I am trying different things in Samtools to get a reasonable .vcf file for 2 human exomes I have sequenced.
Whatever I do I keep getting a file of ~600Mb which has millions of rows and can't fully open in Excel. I would expect ~22,000 variant calls per person so I assume this file is filled with sequencing blips that aren't genuine variants.
The method I have tried are making a pileup and converting a bcf to vcf via the varFilter command:
samtools mpileup -g -f hg19.fa aln.srt.bam > raw.bcf
bcftools view -vcg raw.bcf > var.bcf
bcftools view var.bcf | perl vcfutils.pl varFilter > var-final.vcf
I have also tried this:
samtools mpileup -uf hg19.fa srt.bam | bcftools call -mv - > file.vcf
Can anyone tell me how to best call rare variants in Samtools?
Many thanks
Just because you got more than expected doesn't mean they are fake. Look into the data and see what is present! Where did you get the idea people carry 22,000 variants?

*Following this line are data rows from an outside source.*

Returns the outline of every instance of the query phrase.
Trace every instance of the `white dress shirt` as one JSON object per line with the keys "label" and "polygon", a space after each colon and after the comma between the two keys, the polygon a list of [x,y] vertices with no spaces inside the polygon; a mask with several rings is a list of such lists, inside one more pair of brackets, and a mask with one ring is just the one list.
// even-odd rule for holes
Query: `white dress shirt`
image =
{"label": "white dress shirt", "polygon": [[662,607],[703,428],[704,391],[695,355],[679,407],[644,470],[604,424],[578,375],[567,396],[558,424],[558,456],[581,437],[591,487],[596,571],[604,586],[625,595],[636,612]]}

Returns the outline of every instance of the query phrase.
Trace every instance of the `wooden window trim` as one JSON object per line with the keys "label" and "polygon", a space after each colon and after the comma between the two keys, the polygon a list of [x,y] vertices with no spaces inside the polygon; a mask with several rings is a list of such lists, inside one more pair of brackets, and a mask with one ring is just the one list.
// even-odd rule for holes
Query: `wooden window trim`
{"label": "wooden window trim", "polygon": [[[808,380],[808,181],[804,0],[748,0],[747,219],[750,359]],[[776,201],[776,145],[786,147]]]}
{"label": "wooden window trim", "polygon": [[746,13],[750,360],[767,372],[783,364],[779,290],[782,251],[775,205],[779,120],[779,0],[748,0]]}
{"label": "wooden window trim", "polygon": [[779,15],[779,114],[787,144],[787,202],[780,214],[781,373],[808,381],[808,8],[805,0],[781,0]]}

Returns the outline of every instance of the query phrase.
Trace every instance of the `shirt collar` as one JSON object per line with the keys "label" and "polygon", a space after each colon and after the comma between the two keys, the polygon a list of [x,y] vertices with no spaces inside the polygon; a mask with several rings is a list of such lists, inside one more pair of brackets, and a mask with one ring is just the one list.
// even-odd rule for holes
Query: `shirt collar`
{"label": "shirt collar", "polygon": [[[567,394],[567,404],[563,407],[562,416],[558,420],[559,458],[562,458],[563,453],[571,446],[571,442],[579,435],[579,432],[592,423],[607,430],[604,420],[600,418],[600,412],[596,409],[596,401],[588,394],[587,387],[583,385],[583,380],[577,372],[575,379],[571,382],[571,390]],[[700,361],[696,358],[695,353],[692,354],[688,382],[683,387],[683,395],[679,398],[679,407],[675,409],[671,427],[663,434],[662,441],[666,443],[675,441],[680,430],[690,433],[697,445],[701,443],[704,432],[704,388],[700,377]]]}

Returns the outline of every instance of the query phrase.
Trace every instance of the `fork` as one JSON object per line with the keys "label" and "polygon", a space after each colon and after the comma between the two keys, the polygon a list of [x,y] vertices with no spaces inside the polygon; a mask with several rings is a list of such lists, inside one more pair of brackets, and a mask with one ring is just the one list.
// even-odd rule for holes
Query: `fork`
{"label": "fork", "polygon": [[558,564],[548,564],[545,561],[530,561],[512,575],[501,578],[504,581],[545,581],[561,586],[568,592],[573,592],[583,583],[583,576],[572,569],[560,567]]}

Your samtools command is fine, other tools will make other lists of variants.
Samtools doesn't know what a rare variant is, you'll have to define rare and do some post-filtering. Maybe you want nonsynonymous exonic variants only?
I think OP needs to follow GATK Best Practices, in that OP needs to annotate variants and then filter by functionality, region, MAF to get to their desired result.
Hi thanks for your reply, I have looked at the data and that is why I think they are fake. I am getting millions of variant calls, the literature suggests and general is that the average exome carries around 22,000 variants (this includes synonymous changes). I also have experience analysing exome data once the variants have been called (by someone else). This is why I was hoping for something similar. I thought using varFilter would help select genuine variants, and I have also used
-D
to change the depth of the call I want to keep but nothing changed in my output.I was putting off using GATK because I didn't find it user friendly, not that any of these tools are to someone who has no experience at this! You're right, I do want variants that are nonsyn and exonic. I also want to scream into a pillow.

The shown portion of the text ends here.